# Cutting out gas tank?



## BrownDog (Jun 22, 2019)

Gas Torch!

Just kidding, I would go for something air powered and make sure it is as drained and aired out as possible before hand.


----------



## DuckNut (Apr 3, 2009)

Are you saying they built the deck over the tank?

It should fit out the hatch.

But nonetheless less, after you open the bulkhead can you cut it in half with a hand saw?


----------



## Mike C (Feb 27, 2017)

If you use anything powered, make sure the tank is empty and completely purged out, otherwise we could be hearing about you on the news. 
If you decide not to purge it and use an air tool, attach a ground wire to it. Static can and will ignite fuel residue.


----------



## JCE (Mar 10, 2019)

What kind of boat


----------



## CodyW (Jan 26, 2016)

DuckNut said:


> Are you saying they built the deck over the tank?
> 
> It should fit out the hatch.
> 
> But nonetheless less, after you open the bulkhead can you cut it in half with a hand saw?

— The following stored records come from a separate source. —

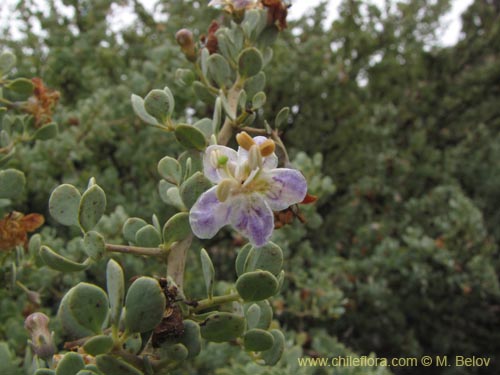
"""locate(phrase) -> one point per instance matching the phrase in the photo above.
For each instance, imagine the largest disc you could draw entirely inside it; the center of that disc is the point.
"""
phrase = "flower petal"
(210, 169)
(268, 162)
(208, 214)
(286, 187)
(251, 216)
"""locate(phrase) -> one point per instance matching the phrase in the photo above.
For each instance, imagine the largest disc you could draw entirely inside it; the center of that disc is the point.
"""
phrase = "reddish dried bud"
(185, 39)
(276, 13)
(42, 103)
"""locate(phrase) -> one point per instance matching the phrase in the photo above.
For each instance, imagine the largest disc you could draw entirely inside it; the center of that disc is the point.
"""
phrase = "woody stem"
(227, 129)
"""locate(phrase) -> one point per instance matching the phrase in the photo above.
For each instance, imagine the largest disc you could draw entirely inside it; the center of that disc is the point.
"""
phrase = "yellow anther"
(267, 147)
(254, 157)
(244, 140)
(224, 189)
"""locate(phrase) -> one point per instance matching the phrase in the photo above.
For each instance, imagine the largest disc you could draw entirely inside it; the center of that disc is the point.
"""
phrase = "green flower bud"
(42, 341)
(185, 39)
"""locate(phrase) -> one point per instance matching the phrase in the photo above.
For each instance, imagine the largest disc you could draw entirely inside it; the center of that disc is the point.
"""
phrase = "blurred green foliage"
(399, 257)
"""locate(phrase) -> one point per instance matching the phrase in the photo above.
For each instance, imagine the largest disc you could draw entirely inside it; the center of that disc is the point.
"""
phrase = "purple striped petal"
(210, 169)
(208, 214)
(269, 162)
(286, 187)
(252, 217)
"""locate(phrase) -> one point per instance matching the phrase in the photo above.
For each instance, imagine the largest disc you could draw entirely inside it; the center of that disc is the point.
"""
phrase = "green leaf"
(273, 355)
(145, 304)
(44, 371)
(70, 364)
(219, 70)
(205, 126)
(191, 338)
(92, 207)
(281, 120)
(258, 340)
(87, 372)
(175, 352)
(266, 315)
(115, 285)
(96, 345)
(133, 344)
(259, 100)
(268, 55)
(12, 183)
(7, 62)
(190, 137)
(268, 36)
(241, 259)
(22, 86)
(170, 195)
(184, 77)
(250, 22)
(250, 62)
(83, 310)
(176, 228)
(253, 316)
(204, 55)
(225, 45)
(60, 263)
(8, 362)
(94, 245)
(208, 272)
(170, 169)
(159, 104)
(193, 187)
(5, 158)
(110, 365)
(34, 244)
(256, 285)
(131, 226)
(47, 131)
(64, 204)
(148, 236)
(222, 326)
(203, 93)
(268, 257)
(140, 110)
(255, 84)
(217, 119)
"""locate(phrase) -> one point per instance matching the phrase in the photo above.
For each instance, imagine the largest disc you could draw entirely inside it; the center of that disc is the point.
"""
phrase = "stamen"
(222, 160)
(267, 147)
(224, 189)
(254, 158)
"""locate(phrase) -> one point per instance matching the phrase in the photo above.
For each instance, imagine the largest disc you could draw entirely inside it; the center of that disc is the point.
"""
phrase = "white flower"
(249, 187)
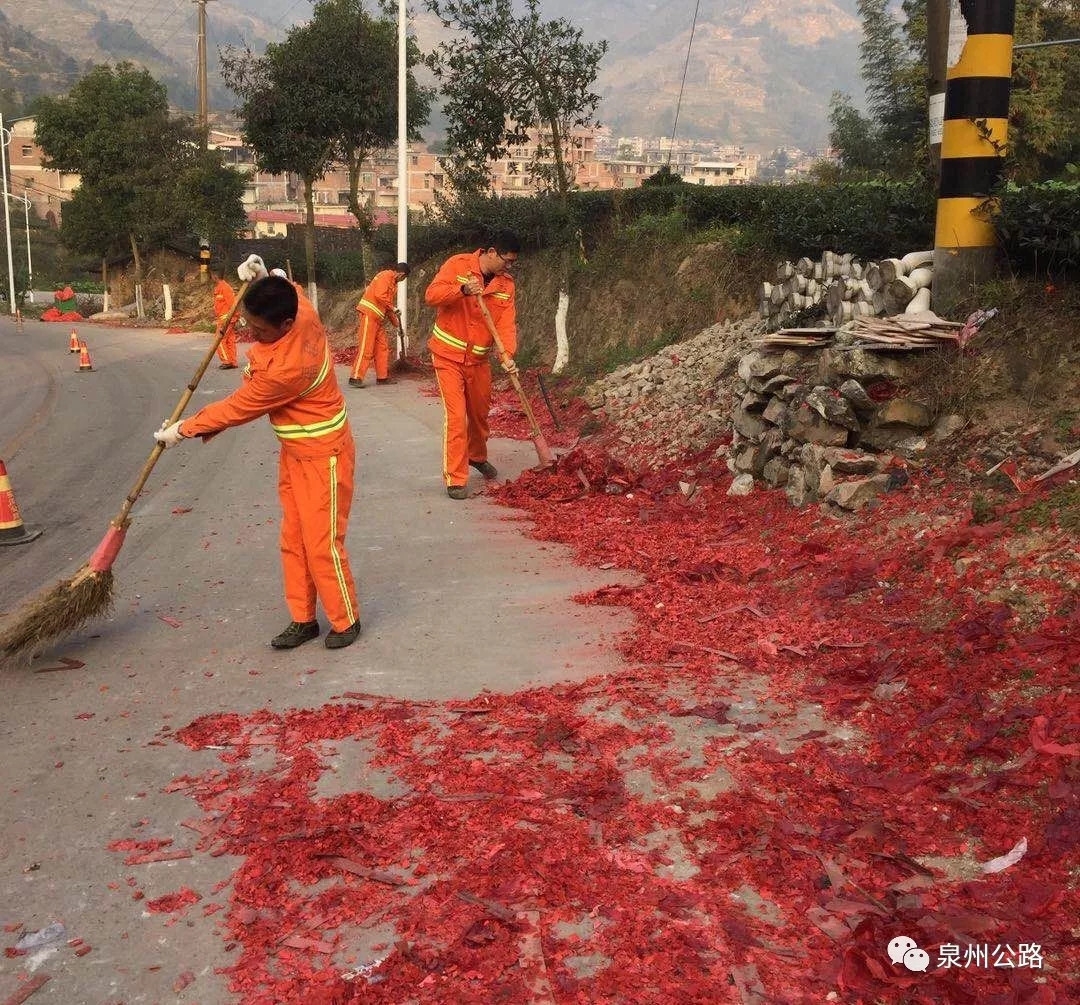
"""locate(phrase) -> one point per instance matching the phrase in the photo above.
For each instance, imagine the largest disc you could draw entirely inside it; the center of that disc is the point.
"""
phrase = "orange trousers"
(227, 348)
(315, 497)
(370, 345)
(466, 390)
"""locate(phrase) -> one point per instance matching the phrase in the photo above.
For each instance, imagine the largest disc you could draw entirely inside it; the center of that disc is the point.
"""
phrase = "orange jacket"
(224, 297)
(460, 333)
(380, 295)
(293, 382)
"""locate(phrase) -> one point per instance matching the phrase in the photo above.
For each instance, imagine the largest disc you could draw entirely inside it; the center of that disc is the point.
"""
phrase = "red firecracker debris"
(818, 737)
(176, 901)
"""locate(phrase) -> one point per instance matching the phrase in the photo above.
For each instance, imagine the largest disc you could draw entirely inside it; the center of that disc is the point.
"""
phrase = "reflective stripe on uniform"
(322, 374)
(315, 429)
(454, 341)
(338, 571)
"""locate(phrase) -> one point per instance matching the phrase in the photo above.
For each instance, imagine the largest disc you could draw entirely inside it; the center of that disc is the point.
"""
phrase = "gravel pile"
(680, 399)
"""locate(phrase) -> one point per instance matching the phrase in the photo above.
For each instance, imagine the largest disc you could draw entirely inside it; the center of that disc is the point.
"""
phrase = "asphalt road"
(455, 598)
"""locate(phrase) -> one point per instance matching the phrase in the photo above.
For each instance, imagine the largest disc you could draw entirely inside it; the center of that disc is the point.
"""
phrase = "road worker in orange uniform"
(289, 378)
(375, 310)
(224, 298)
(460, 348)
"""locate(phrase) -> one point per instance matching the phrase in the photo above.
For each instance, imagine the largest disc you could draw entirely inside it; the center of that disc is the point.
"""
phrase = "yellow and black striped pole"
(973, 143)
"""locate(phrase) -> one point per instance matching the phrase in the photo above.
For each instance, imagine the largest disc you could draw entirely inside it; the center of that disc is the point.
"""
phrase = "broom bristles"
(57, 611)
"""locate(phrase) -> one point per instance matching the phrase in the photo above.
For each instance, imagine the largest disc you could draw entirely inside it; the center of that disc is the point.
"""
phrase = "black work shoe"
(486, 469)
(296, 634)
(340, 639)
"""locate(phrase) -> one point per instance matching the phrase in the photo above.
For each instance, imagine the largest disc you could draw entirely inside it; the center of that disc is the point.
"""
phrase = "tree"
(360, 53)
(328, 93)
(281, 93)
(507, 79)
(137, 165)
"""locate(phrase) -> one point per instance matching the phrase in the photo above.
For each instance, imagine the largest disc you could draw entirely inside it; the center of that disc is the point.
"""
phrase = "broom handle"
(120, 520)
(503, 355)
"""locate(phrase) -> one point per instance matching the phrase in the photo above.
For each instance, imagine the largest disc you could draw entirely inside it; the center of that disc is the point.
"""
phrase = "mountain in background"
(159, 35)
(30, 67)
(760, 71)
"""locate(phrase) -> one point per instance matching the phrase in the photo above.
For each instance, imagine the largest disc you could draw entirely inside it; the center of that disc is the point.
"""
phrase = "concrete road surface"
(455, 598)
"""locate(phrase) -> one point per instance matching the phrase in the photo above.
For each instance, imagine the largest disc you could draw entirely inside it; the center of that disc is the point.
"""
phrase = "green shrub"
(1039, 226)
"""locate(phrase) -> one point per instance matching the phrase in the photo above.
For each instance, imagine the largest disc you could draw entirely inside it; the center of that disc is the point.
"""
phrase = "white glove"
(170, 435)
(252, 269)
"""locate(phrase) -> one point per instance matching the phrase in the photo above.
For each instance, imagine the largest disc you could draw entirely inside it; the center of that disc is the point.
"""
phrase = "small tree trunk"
(363, 213)
(562, 341)
(138, 261)
(309, 235)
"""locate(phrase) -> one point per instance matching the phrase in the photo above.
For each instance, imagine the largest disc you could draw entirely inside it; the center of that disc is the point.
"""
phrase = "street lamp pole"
(29, 261)
(402, 165)
(4, 137)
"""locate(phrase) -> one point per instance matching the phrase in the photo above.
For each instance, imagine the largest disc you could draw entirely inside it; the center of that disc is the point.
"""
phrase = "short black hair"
(271, 298)
(507, 241)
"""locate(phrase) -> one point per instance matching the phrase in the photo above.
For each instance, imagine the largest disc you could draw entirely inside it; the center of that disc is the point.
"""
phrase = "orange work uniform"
(375, 309)
(224, 298)
(460, 345)
(293, 382)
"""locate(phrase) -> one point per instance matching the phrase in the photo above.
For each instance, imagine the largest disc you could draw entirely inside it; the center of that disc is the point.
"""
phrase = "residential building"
(46, 189)
(717, 173)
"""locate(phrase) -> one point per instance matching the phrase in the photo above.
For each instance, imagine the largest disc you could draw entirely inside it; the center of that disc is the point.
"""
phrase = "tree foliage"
(508, 78)
(144, 178)
(326, 94)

Yeah, the tank was built in the boat and to remove the cap I would have to do a whole lot more cutting than making a new bulk head hatch. It has a front hatch on the deck but it's to small and another bulkhead in front of the tank.


----------



## CodyW (Jan 26, 2016)

Mike C said:


> If you use anything powered, make sure the tank is empty and completely purged out, otherwise we could be hearing about you on the news.
> If you decide not to purge it and use an air tool, attach a ground wire to it. Static can and will ignite fuel residue.


A ground wire to the tank?


----------



## CodyW (Jan 26, 2016)

JCE said:


> What kind of boat


Silver king


----------



## Mike C (Feb 27, 2017)

From the tool to the tank. It will equalize static between the two pieces. 
I still recommend emptying the tank and either air or liquid purging of the tank.

I spent 21 years of my life working in and on aircraft fuel systems. 
Gasoline is way more volatile than jet fuel. 

Drain the tank, and wash it out with soap and water before you cut into it and you'll have no issues.


----------



## sidelock (Jan 31, 2011)

Fill it with water and cut it !


----------



## Guest (Jul 8, 2019)

Purge with co2, done.


----------



## lemaymiami (Feb 9, 2007)

Quite a few boats either require some cutting to remove a fuel tank - or the complete un-bolting of the deck cap so that you can raise it enough to remove an old fuel tank (another of those "ask me how I know" moments). My old Maverick skiff (and maybe every other Maverick - along with all the Hewes skiffs...) are in the "raise the deck" category (and that requires that you first remove the rubrail...)... Me, I'd strongly consider selling my old skiff if I ever had to do that again since it's a definite PITA... 

As far as tanks around power tools... simply drain the tank then fill it with soapy water - before working around it with anything that might spark... Once the tank is removed you'll want it cleaned thoroughly anyway (some even steam clean tanks to get them ready to go back into service...). Flush thoroughly with freshwater afterwards - then allow to dry in the sun... Occasionally tanks will get a very small hole - but still be structurally sound and worth repairing and that's what you'll have to do before doing any welding, etc... 

By the way a skilled glass shop can cut into deck or bulkhead, remove and replace a tank (mostly you'll want a new tank with rare exceptions..) and not leave one sign that the work was done... Of course you'll be bringing your wallet or credit card - and it won't be cheap...

Aren't boats fun?


----------